The omni directional InvisiHead intake head system adds to the performance of the offshore system. It is fitted to the upstream end of the intake system pipeline located some distance into the sea from the shoreline.

Entrance velocity is lower than 0.091 m/s (0.3 fps). The approach velocity is extremely slow –

Super slow entrance velocities also lead to lower head losses and lower level draw downs at the pump intake basin. The InvisiHead entrance section is hydraulically fine tuned in lab tests. The entrance dimensions are not arbitrarily selected but hydraulically calculated in multi dimensional approach and through model setup and testing. Each dimension is a function of the steady flow velocity. Eddies through this approach are totally eliminated thus head loss at the InvisiHead is reduced to a negligible level – < 0.2 millimeters.

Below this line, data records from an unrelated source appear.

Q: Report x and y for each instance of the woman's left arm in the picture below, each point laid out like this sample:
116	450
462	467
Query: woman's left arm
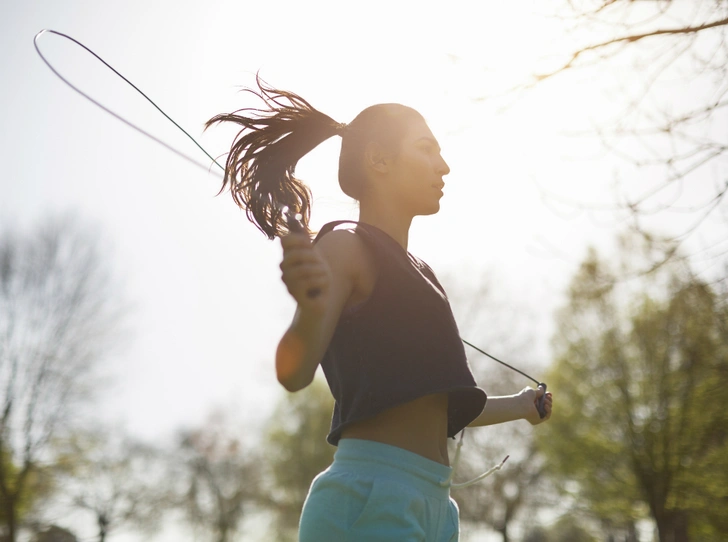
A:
514	407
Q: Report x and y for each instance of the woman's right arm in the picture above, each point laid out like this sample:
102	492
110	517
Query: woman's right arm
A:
331	267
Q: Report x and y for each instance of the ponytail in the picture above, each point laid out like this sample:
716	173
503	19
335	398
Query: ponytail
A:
261	165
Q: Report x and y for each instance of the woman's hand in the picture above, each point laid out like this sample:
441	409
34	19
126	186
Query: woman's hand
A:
529	397
305	273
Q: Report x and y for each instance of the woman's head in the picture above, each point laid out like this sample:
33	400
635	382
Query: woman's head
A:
260	168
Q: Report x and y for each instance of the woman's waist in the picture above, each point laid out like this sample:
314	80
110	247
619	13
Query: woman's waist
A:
418	426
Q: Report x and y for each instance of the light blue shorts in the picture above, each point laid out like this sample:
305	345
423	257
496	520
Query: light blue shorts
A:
376	492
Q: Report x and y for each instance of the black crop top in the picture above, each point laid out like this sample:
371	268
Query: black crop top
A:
400	344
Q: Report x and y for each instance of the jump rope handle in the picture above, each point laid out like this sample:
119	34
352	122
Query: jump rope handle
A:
539	402
295	226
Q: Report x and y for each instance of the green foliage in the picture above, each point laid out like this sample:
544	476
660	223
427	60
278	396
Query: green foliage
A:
640	427
297	450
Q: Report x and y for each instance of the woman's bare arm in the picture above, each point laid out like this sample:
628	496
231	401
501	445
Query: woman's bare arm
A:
332	266
521	406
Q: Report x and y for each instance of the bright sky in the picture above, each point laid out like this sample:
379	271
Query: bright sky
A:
208	303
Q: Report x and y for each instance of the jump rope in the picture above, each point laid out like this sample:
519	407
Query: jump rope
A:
293	220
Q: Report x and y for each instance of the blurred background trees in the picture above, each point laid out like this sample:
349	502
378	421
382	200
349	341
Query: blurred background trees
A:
296	451
642	432
57	315
663	66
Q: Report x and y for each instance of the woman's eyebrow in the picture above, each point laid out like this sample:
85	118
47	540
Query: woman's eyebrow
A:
431	141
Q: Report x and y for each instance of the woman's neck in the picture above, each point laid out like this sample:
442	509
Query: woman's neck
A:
393	224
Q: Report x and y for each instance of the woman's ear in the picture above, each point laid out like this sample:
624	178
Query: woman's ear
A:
376	159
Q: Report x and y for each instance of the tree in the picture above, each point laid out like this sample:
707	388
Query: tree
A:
641	367
216	477
665	62
297	452
57	314
118	481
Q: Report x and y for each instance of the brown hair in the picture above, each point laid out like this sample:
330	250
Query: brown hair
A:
261	164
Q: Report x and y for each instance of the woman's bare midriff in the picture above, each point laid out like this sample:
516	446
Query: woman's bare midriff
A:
419	426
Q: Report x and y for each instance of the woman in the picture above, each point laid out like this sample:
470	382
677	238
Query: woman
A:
371	314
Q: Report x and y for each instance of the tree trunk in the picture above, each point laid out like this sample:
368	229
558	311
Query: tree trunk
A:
10	518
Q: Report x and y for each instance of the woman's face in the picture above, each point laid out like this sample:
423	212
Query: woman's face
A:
417	171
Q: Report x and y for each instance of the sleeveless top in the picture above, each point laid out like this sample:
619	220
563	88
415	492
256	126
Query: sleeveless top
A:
400	344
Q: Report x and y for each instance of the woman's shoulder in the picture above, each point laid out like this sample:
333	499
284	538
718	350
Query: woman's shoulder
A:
342	243
348	252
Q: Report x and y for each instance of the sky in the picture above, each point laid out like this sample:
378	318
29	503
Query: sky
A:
207	304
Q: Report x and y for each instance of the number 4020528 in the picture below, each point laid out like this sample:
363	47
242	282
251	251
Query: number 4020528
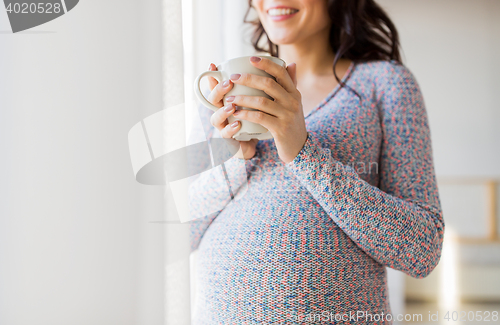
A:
31	8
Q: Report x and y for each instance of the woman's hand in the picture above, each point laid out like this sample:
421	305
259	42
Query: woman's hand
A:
219	118
284	116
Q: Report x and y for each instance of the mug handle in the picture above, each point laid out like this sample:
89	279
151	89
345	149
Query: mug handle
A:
197	88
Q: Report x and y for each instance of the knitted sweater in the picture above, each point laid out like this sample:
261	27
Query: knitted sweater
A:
308	242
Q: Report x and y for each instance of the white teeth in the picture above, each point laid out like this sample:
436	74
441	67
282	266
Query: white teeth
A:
281	12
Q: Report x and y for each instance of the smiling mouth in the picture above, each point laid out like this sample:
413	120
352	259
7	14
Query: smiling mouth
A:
277	12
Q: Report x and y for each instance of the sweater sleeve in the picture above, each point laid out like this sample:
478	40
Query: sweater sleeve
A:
211	191
400	223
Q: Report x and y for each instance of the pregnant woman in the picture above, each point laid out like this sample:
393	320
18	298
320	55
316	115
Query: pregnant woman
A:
299	229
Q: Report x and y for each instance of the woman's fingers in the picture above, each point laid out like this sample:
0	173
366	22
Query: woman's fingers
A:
276	70
219	91
268	85
292	71
230	129
219	118
260	103
212	82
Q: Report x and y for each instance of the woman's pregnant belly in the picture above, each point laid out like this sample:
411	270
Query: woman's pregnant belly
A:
275	256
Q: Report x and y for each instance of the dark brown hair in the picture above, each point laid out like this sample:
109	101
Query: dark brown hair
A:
361	31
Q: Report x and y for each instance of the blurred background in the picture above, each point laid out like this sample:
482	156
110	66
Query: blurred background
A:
81	242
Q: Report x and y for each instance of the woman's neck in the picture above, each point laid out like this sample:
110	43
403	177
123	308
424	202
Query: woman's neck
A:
314	56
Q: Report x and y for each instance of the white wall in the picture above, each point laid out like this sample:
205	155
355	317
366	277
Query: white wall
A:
452	47
76	242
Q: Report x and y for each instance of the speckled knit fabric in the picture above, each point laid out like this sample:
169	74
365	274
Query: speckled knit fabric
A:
307	242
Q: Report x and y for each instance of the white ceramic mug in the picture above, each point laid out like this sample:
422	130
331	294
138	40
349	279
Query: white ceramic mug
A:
248	130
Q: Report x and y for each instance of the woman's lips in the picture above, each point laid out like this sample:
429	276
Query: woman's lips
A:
281	13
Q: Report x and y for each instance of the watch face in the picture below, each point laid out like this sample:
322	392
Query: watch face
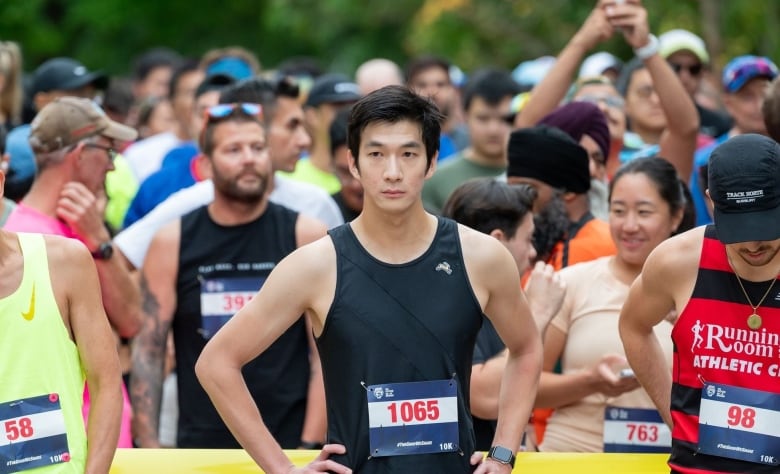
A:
501	454
104	252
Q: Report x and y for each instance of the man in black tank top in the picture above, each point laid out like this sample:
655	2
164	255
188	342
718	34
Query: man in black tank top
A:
203	268
396	298
722	392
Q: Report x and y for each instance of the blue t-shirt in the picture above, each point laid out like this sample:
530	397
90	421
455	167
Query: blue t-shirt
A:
162	183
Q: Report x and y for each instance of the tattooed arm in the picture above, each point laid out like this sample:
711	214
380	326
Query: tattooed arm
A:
158	300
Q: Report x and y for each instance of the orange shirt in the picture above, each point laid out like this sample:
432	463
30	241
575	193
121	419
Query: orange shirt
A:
589	242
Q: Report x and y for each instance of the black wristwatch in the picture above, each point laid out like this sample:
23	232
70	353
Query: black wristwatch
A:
502	455
104	251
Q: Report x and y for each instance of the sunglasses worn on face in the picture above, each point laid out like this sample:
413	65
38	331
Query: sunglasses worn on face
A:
615	102
109	151
221	111
693	70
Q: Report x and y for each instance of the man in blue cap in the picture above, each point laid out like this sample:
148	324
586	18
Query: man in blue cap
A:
745	79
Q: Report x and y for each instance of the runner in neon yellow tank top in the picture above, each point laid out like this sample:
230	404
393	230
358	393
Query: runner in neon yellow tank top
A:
50	307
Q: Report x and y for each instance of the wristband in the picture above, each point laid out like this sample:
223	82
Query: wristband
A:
310	445
649	49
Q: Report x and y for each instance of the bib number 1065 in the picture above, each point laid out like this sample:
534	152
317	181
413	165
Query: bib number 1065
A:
420	410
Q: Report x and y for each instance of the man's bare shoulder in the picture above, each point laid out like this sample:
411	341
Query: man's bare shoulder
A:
674	262
63	252
486	258
679	252
168	236
316	256
308	230
477	245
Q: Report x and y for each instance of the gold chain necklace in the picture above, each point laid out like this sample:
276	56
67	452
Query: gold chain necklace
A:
754	320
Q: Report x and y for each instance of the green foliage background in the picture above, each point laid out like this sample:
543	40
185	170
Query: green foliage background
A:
109	34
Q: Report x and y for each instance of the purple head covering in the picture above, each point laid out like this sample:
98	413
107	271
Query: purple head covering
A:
578	119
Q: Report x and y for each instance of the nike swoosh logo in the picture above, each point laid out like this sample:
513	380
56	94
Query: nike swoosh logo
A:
30	314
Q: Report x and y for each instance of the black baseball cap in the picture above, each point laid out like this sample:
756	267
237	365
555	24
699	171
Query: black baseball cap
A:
333	89
744	185
66	74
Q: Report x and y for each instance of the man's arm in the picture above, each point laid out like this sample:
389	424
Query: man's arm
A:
486	386
669	274
546	95
308	230
303	282
678	141
71	266
158	289
545	292
494	277
80	208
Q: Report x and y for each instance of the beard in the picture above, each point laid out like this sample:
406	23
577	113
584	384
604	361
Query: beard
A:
551	225
232	190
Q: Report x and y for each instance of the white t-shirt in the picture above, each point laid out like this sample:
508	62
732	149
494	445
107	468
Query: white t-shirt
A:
145	156
304	198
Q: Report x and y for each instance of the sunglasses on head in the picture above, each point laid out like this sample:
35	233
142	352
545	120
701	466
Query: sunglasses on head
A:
221	111
693	70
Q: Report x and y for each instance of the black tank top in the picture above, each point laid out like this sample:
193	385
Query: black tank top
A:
213	255
388	323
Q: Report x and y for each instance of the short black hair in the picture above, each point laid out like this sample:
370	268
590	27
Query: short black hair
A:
491	85
393	104
152	59
338	129
185	66
486	204
423	63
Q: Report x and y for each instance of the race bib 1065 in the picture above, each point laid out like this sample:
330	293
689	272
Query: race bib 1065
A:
413	418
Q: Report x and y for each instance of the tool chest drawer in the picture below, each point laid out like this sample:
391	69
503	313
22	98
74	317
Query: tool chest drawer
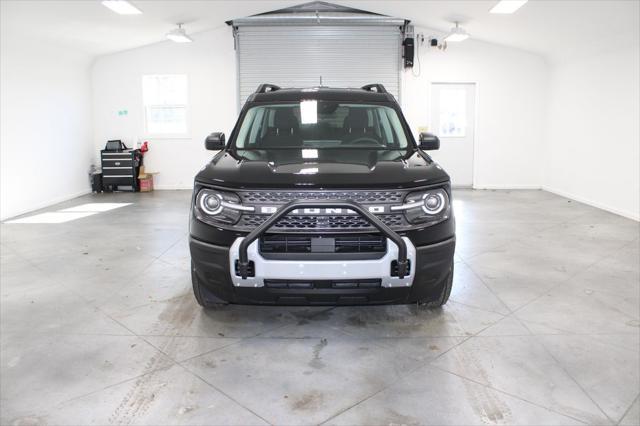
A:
120	169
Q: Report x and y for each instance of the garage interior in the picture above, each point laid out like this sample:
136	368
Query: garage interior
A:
538	112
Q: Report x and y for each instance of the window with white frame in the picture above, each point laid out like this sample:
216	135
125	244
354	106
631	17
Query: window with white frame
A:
165	104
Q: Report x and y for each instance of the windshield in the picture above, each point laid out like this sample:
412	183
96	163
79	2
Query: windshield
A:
321	125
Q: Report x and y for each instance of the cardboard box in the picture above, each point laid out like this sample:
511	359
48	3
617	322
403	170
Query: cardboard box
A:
145	180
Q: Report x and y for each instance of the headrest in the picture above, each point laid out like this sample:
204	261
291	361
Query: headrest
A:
284	119
356	119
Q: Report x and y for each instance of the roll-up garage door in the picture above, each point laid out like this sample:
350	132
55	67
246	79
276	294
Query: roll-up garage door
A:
299	56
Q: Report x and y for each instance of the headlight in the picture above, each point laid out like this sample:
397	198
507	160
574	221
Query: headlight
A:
215	207
427	207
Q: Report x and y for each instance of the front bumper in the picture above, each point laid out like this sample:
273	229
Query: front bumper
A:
430	266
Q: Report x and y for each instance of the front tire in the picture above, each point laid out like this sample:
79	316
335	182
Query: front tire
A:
203	296
443	294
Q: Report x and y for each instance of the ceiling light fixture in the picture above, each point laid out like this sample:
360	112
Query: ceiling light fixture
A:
505	7
457	33
122	7
179	35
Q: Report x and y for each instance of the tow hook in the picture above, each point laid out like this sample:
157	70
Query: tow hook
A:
403	268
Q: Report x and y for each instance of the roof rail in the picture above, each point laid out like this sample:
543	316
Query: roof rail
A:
377	87
266	87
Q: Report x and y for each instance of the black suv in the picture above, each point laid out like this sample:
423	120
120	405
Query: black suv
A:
322	196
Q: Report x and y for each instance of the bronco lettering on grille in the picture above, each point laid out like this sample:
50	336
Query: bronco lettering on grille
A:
324	211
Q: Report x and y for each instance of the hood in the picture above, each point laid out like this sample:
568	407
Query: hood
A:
323	168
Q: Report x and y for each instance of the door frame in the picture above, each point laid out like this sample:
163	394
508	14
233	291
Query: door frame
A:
475	145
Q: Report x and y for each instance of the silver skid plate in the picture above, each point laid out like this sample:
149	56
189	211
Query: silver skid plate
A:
322	269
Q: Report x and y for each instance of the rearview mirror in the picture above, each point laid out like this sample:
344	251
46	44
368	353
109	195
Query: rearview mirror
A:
429	142
214	142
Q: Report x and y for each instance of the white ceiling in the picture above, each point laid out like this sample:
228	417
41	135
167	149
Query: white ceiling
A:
555	29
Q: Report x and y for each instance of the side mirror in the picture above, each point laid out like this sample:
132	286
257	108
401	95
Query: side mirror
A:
429	142
215	141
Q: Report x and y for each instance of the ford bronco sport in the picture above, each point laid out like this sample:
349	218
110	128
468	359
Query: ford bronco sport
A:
321	196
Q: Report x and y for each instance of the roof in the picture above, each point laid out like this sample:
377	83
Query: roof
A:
321	93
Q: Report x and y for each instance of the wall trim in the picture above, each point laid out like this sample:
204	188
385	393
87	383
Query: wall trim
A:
628	215
47	203
513	186
174	187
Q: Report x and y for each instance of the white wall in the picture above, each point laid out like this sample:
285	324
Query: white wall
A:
594	131
511	97
209	63
45	107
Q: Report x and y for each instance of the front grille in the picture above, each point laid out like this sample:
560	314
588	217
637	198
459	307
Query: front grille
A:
344	222
281	197
359	243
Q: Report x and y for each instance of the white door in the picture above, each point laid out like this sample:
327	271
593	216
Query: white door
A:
453	121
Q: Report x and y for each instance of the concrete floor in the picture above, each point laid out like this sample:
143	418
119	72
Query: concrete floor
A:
99	326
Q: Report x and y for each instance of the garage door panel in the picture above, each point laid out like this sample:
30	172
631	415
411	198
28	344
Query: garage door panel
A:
296	56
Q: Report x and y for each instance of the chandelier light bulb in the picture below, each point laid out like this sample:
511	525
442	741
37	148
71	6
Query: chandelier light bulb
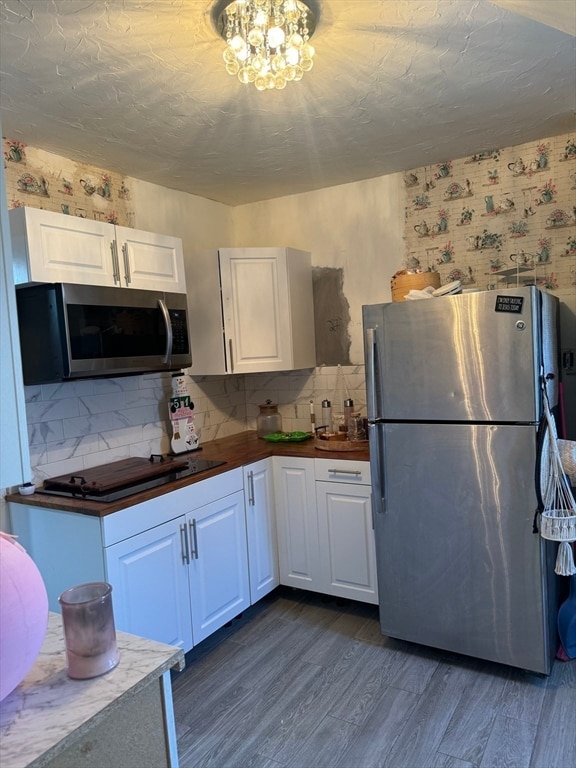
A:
276	37
267	41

Should the dimensions become out of phase as the case in standard intake head inlets and with the streamlines leaving the approach stage and reaching the entrance (which is usually the case when one of the dimensions like the height or the width is arbitrarily chosen and the other is calculated by dividing the area by the chosen dimension), eddies will form and multiply causing turbulence and flow disturbance at the head entrance. This causes a higher pressure drop that will result in higher suction and thus higher head loss and level reduction at the intake basin, and higher pumping energy. That is why we tune the flow with the height and the circumference of the InvisiHead. Once the three are in phase, the InvisiHead is kept to minimum in size, the head loss is kept to minimum and the level drop of water is kept to the absolute minimum at the NatSep intake basin.

When that is done, less sediment and debris flows through, smaller pipelines will satisfy the flow capacity required, smaller and shallower NatSep basins will be needed. All these optimization factors translate into lower initial investment and lower operation and maintenance costs for the intake system and for the overall plant costs.